Many new microarray-based platforms are available and some, which allow parallel analysis of many samples, may be suitable for high throughput analysis. Here we utilized the Illumina GEX Sentrix™ Array Matrix (SAM) system to evaluate gene expression for 632 genes in 96-well format. Our first aim is to characterize expression data and assess various sources of dispersion. We describe the data obtained from replicate hybridizations, reverse transcription reactions, and biological cultures and evaluate the frequency distributions. Subsequently, we compare the dispersion patterns, and assess the contribution of each additional process to variability of data.
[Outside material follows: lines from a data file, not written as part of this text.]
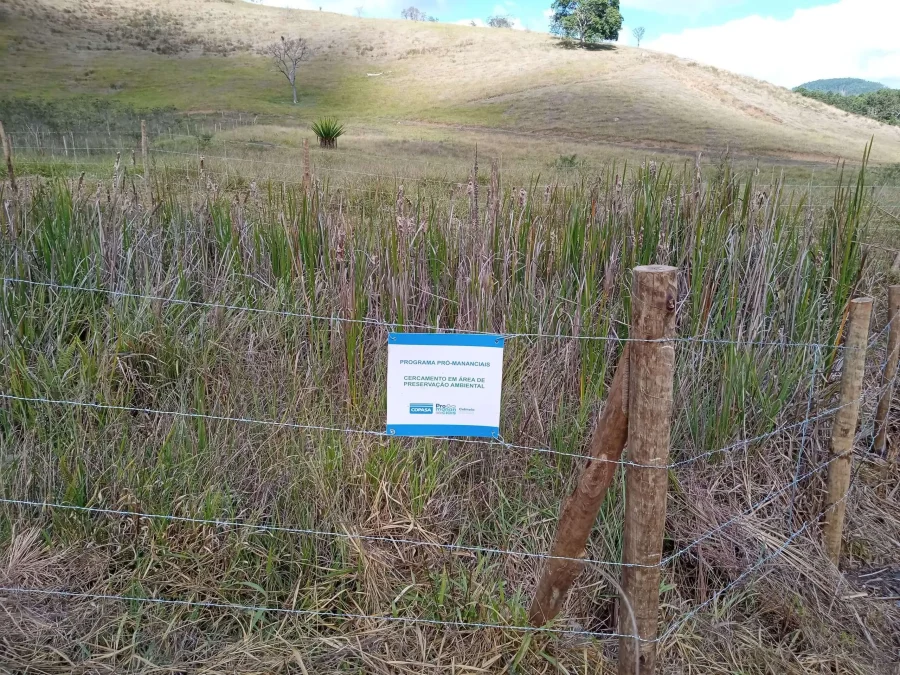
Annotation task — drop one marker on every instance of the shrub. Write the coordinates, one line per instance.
(328, 130)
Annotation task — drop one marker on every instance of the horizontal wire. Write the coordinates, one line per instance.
(384, 434)
(387, 324)
(781, 549)
(881, 333)
(403, 541)
(415, 620)
(753, 509)
(294, 530)
(200, 154)
(322, 613)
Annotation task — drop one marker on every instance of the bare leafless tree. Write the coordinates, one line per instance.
(413, 14)
(638, 34)
(500, 21)
(286, 56)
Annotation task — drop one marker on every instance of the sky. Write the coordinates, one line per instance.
(787, 42)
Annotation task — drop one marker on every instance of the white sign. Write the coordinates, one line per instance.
(444, 384)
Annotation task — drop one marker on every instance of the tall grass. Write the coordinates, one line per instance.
(759, 271)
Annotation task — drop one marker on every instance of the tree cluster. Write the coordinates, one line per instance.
(587, 21)
(882, 105)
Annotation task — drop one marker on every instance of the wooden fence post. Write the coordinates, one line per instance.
(579, 513)
(651, 373)
(844, 427)
(890, 372)
(145, 148)
(7, 156)
(307, 178)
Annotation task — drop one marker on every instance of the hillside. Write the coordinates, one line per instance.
(846, 86)
(204, 55)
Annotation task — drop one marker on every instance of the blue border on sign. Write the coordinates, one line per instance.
(442, 430)
(447, 339)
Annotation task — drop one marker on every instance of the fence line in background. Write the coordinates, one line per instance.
(200, 154)
(363, 154)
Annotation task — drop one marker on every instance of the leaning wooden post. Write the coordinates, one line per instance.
(844, 427)
(7, 155)
(579, 513)
(145, 149)
(890, 372)
(650, 391)
(307, 178)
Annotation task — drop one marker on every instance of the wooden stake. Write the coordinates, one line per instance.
(307, 178)
(145, 149)
(890, 372)
(7, 155)
(579, 513)
(651, 371)
(844, 428)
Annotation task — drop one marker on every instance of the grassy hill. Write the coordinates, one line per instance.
(204, 56)
(847, 86)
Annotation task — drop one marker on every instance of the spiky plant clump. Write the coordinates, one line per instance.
(328, 130)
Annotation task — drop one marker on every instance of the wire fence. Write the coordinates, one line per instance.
(801, 475)
(202, 151)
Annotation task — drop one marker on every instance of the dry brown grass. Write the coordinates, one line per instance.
(796, 614)
(443, 74)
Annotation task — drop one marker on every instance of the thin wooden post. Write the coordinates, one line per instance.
(7, 156)
(651, 372)
(307, 178)
(579, 513)
(844, 428)
(145, 149)
(890, 372)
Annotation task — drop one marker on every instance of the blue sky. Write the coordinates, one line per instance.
(786, 42)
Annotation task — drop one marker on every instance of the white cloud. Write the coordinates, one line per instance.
(481, 23)
(850, 38)
(679, 7)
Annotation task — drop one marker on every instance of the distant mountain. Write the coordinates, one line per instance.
(846, 86)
The second aim is to study systematic differences in gene expression values in the control cell cultures and cell cultures subjected to a particular treatment. We analyze the data from a cell line subjected to a continuous low-dose oxidative stress exposure (~10 μm H2O2) for 24 hrs. In our analysis we use the consecutive sampling method , which quantifies dispersion between two samples by ranking the probe sets according to the mean signal intensity, grouping them in bins containing k consecutive gene pairs, and calculating standard deviations from the difference of expressions (in this study k = 12). We search for the best candidate genes affected by the treatment among the differentially expressed genes, using the consecutive sampling and coincidence test. The results are compared to the t-test and Wilcoxon (Mann and Whitney) nonparametric test. In addition, we examine consistency of the results obtained by the coincidence test and compare to the t-test on normalized data, log-transformed data and data subjected to the variance stabilization transformation, to the method of analysis by Tusher et al.  and to Baldi and Long  CyberT method.